The nonmaltreatment mistake to the AV by SP1, SP2, and SP3 was not maltreatment.
Pursuant to Minnesota Statutes, section 260E.35, subdivision 6, paragraph (b), the investigative data in this report will be maintained by the Department of Human Services for a period of five years.
Action Taken by Facility:
The facility completed an internal review and determined that their policies and procedures were inadequate. The facility added a “final visual check” of the classroom to their supervision policy. Staff persons were retrained on the new supervision policy.
Action Taken by Department of Human Services, Office of Inspector General:
SP1, SP2, and SP3 SP2 were not determined as a perpetrator of maltreatment of the AV because the Department of Human Services found that the incident for which SP1, SP2, and SP3 were responsible met the criteria to be determined a nonmaltreatment mistake. SP1, SP2, and SP3 were notified by the Office of Inspector General that any future incident of possible neglect of an alleged victim for which SP1, SP2, or SP3 is responsible might not be considered a nonmaltreatment mistake.

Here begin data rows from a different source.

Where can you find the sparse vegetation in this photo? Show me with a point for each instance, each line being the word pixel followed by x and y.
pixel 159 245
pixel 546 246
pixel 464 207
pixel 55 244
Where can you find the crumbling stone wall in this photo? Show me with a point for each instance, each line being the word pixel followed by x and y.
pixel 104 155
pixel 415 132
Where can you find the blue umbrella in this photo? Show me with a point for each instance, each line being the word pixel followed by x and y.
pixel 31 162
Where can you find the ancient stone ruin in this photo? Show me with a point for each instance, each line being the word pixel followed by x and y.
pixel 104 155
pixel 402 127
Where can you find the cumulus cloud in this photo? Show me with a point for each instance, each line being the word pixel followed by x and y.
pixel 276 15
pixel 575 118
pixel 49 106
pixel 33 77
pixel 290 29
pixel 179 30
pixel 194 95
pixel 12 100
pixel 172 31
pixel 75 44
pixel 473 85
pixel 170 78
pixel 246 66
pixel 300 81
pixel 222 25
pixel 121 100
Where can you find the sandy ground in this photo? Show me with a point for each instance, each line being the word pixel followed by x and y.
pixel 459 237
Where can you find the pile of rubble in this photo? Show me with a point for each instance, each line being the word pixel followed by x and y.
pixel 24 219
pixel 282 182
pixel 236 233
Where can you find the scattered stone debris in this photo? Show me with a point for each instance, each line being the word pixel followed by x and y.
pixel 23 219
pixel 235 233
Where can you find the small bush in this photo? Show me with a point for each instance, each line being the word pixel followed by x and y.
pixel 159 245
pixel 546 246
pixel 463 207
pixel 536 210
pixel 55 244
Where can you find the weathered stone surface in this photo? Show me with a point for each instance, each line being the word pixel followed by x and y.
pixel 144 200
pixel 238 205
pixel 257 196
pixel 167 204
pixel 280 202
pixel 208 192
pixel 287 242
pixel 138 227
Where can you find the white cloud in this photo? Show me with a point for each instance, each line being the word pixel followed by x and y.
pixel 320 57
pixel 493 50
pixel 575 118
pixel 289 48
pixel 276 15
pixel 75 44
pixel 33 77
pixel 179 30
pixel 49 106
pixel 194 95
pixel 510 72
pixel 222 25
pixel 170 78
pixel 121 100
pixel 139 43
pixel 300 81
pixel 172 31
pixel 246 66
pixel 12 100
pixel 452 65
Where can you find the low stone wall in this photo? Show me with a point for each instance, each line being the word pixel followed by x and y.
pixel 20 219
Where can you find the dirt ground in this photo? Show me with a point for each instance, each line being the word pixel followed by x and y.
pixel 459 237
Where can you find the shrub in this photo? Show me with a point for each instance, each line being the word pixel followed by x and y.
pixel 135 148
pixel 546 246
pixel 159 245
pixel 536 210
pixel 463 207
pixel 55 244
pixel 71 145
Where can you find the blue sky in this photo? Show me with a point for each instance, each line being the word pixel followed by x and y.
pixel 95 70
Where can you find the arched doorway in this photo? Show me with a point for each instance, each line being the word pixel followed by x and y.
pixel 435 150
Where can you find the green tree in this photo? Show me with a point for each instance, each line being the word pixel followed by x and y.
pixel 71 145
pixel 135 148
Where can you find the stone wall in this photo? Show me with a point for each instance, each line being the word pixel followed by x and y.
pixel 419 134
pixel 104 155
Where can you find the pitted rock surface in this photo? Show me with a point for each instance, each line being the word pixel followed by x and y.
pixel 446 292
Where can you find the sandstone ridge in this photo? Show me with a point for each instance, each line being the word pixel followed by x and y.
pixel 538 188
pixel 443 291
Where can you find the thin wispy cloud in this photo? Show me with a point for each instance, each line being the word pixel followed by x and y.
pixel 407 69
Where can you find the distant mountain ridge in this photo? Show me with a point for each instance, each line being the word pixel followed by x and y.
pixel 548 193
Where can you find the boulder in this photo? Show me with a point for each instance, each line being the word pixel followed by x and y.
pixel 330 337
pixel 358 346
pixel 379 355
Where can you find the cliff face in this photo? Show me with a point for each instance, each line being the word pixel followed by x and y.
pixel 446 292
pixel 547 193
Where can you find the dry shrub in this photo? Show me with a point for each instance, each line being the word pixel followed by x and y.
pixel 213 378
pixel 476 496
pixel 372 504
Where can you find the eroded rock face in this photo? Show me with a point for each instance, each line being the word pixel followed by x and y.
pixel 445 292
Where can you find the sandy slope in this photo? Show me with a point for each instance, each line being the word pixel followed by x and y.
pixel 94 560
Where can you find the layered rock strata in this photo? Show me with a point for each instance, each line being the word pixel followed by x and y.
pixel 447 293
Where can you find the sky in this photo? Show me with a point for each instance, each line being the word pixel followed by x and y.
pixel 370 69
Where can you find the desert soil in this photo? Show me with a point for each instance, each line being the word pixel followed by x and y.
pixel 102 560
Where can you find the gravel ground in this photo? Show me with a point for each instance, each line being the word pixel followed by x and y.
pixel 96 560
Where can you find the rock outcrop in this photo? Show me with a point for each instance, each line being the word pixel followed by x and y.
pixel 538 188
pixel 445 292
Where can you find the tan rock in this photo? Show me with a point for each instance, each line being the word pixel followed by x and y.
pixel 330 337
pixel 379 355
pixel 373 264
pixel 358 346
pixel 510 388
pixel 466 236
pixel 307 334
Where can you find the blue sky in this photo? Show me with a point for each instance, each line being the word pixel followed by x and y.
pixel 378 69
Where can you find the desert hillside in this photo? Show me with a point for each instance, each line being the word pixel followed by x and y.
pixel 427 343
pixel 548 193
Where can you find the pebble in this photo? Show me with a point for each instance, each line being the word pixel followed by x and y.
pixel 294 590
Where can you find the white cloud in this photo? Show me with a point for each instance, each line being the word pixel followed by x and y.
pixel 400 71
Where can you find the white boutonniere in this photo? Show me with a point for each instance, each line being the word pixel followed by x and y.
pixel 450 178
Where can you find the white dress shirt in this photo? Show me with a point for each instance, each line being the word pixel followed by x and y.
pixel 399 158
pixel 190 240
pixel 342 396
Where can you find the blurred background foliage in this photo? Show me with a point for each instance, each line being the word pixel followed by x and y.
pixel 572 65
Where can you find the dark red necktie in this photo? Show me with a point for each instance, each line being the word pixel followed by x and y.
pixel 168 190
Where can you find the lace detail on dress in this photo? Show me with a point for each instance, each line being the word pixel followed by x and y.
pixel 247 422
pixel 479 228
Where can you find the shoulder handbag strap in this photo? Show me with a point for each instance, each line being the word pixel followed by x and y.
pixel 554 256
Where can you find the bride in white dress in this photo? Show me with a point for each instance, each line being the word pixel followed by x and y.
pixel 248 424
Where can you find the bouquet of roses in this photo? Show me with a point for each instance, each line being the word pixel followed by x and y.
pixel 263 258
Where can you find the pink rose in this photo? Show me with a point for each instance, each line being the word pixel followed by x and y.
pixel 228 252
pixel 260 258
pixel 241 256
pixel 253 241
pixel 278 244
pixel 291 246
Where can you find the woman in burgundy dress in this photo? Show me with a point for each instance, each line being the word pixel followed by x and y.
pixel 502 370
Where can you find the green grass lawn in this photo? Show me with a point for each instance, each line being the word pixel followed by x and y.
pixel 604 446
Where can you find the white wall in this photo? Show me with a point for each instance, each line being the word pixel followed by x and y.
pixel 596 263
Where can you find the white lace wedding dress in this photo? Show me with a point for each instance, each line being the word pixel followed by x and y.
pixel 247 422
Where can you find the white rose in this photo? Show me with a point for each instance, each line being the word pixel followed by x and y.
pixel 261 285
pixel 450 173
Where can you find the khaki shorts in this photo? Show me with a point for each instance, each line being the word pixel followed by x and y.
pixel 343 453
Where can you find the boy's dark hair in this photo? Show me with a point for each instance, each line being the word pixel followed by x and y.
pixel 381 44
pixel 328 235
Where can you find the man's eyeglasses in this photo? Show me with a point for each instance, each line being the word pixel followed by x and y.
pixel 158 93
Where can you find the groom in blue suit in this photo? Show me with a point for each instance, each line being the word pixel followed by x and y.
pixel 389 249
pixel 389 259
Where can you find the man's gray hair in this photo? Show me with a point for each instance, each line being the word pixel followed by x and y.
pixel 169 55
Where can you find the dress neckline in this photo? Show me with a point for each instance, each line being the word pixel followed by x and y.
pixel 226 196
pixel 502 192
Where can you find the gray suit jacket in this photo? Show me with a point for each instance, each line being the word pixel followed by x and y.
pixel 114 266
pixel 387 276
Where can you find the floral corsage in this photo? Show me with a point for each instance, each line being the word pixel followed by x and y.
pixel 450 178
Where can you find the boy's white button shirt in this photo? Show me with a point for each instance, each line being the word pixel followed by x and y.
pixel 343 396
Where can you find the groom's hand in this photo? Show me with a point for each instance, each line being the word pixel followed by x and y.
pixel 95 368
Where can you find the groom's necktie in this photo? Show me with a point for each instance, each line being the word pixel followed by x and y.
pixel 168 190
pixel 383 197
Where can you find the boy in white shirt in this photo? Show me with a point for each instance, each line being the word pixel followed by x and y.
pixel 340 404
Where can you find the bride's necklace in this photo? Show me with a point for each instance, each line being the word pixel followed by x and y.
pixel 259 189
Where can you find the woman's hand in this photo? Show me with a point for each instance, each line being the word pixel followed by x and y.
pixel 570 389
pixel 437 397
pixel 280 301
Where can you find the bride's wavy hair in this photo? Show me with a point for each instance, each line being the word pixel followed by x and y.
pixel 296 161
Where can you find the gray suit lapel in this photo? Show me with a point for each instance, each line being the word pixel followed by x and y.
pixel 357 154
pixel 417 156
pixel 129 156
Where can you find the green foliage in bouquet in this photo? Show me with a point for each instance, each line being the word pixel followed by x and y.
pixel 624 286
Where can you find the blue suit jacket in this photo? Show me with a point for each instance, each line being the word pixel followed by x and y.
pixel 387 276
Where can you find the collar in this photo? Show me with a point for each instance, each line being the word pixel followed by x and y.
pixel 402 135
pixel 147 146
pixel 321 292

On January 30, 2025, the facility was issued a Correction Order for the violation outlined in this report.
Certification:
The information collection procedures followed in this investigation were pursuant to Minnesota Statutes, section 260E.30, subdivision 6, paragraph (c). All individuals that are subjects of data in this investigation have the right to obtain private data on themselves which was collected, created, or maintained by the Department of Human Services.